The Take Archives
Ever wonder how journal editors make decisions about work to feature? The Take gives you a glimpse behind the scenes at Mud Season Review. Here, we feature one single poem or flash fiction piece that caught the attention of the editorial team, apart from the signature poetry portfolio or fiction piece in our bi-monthly issues. We hear from the author about the inspiration for his or her work, and we hear from a co-editor about why the poem or flash fiction story stood out.
Aaron Caycedo-Kimura
Duende
at the Shark Bar on Amsterdam my date and I sip
martinis her eyes trance inward untangle roots
reaching deep to a stone she says she once grabbed
the hair of her ex’s rebound twisted horse tail
liquid around the veins of her fist stretched
accordion wheeze from the girl’s neck
my date stirs her drink with the cocktail stick
sucks the olives of my lidless eyes cackles
a crashing breaker vodka splashes everywhere
Author’s Statement
“Duende” is my nod to Federico García Lorca and the “dark sounds” he speaks of in his lecture “Theory and Play of the Duende.” Lorca talks about duende as “the spirit of the earth,” a “mysterious force,” “a struggle,” something that “surges up, inside” and “burns the blood like powdered glass.” My poem is about a former girlfriend and a story she told me about her ex-boyfriend’s new love interest.
From the Poetry Editors
We’ve all done it – eavesdropped on a couple’s conversation in a bar.

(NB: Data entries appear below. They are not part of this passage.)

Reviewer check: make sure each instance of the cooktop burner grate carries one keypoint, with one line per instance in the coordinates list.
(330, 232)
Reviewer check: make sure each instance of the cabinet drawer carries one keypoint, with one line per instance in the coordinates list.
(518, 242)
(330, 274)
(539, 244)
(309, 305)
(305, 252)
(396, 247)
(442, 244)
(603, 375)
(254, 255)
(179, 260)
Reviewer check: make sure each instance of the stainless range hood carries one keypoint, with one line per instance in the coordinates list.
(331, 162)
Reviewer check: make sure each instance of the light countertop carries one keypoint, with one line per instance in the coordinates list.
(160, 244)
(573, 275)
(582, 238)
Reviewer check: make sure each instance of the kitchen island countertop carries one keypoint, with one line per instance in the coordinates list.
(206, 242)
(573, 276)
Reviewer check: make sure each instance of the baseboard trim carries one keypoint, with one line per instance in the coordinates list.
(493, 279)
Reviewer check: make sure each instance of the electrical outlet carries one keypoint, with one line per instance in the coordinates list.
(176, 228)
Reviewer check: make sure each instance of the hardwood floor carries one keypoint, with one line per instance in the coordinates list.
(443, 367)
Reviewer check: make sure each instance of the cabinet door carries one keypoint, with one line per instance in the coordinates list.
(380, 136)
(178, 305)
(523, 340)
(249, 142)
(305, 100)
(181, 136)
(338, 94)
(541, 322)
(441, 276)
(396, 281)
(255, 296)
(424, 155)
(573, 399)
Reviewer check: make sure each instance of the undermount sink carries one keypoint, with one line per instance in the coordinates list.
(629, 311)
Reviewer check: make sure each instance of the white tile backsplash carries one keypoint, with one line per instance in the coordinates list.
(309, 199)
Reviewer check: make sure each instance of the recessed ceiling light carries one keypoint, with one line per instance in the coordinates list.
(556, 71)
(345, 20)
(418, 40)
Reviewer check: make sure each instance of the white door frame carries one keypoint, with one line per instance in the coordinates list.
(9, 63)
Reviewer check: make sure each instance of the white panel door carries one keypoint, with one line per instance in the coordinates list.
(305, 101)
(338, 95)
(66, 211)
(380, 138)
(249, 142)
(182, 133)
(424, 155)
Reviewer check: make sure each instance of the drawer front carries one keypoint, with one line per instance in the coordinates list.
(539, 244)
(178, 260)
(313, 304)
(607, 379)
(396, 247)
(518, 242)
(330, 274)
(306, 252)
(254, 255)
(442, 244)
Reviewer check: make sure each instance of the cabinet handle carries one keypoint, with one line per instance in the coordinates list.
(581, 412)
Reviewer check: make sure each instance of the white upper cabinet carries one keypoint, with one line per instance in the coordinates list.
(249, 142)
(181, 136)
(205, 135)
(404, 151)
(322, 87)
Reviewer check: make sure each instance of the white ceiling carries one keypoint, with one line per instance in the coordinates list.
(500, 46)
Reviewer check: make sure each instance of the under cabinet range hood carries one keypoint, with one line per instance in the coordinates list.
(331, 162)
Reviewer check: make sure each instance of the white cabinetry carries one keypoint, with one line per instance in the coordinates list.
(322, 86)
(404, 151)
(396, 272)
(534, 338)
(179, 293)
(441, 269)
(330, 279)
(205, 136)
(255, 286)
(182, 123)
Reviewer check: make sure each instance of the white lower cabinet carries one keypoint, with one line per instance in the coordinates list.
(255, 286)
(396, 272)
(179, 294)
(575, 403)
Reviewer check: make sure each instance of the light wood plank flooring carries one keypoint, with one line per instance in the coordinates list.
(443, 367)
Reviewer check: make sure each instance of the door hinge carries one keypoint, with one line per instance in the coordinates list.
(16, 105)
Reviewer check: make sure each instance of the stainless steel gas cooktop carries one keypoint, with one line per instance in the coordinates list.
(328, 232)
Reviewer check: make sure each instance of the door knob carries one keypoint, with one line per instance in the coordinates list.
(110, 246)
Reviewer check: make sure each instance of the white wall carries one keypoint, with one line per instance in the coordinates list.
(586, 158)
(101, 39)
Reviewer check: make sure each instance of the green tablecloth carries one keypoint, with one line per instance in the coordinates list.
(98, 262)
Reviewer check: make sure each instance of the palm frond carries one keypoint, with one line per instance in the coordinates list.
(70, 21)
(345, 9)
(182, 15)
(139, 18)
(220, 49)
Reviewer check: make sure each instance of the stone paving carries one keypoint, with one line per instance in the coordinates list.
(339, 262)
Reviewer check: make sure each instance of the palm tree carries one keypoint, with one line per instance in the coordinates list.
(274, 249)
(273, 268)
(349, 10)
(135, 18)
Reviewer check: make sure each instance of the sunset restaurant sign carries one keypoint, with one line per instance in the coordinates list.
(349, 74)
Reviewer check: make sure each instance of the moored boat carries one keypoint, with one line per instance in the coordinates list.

Here, over martinis, the poet sketches the scene like a street artist. He draws us in, using a loose triplet form and spare narrative style. We recoil at his date’s passionate nature, but can’t walk away from the juiciness of an “ex’s rebound.” His date’s “eyes trance inward,” and by the end she “sucks the olives of my lidless eyes.” This poem is so real it hurts.
Roseanna Boswell
Upstate
My brothers put Frank’s Red Hot
into their Ramens. Mix it red-orange.
The game is to see who can stand
the most heat. Who can assuage
the most hunger.
In New York, January is another
month of winter, like February.
Like most of March, much of April.
My socks are balled in the toe
of my rubber boots and I am six.
The cold gets in, in spite of.
In the morning, my brothers
have eaten everything in sight
––locust-ed the bread and saltines.
All our bowls are ringed with vinegar
and the sun spills itself on new snow.
Author’s Statement
When I was little, we lived on a farm in upstate New York. The winters there were very long, very bitter, and have managed to color most memories of my girlhood. The longer I am a poet, the more I find winter and snow sneaking into my writing. I think “Upstate” has been my most successful attempt to capture the over-largeness of New York winters, and the smallness of being a little sister.
From the Poetry Editors
Boswell provides a well-condensed narrative to a pop culture reference using literary tools such as juxtaposition and imagery. The contrast of heat on the Scoville scale against the cold of winter provides tactile imagery and levity. Her poem revolves around the ache of hunger, the scarcity of food, and a need to stay warm: “In the morning, my brothers have eaten everything in sight/–locust-ed the bread and saltines.” Boswell artfully reawakens the childhood experience. She provides us with a strong sense of place in northeastern America, its long winter seasons in her memory of socks balled up by the toes.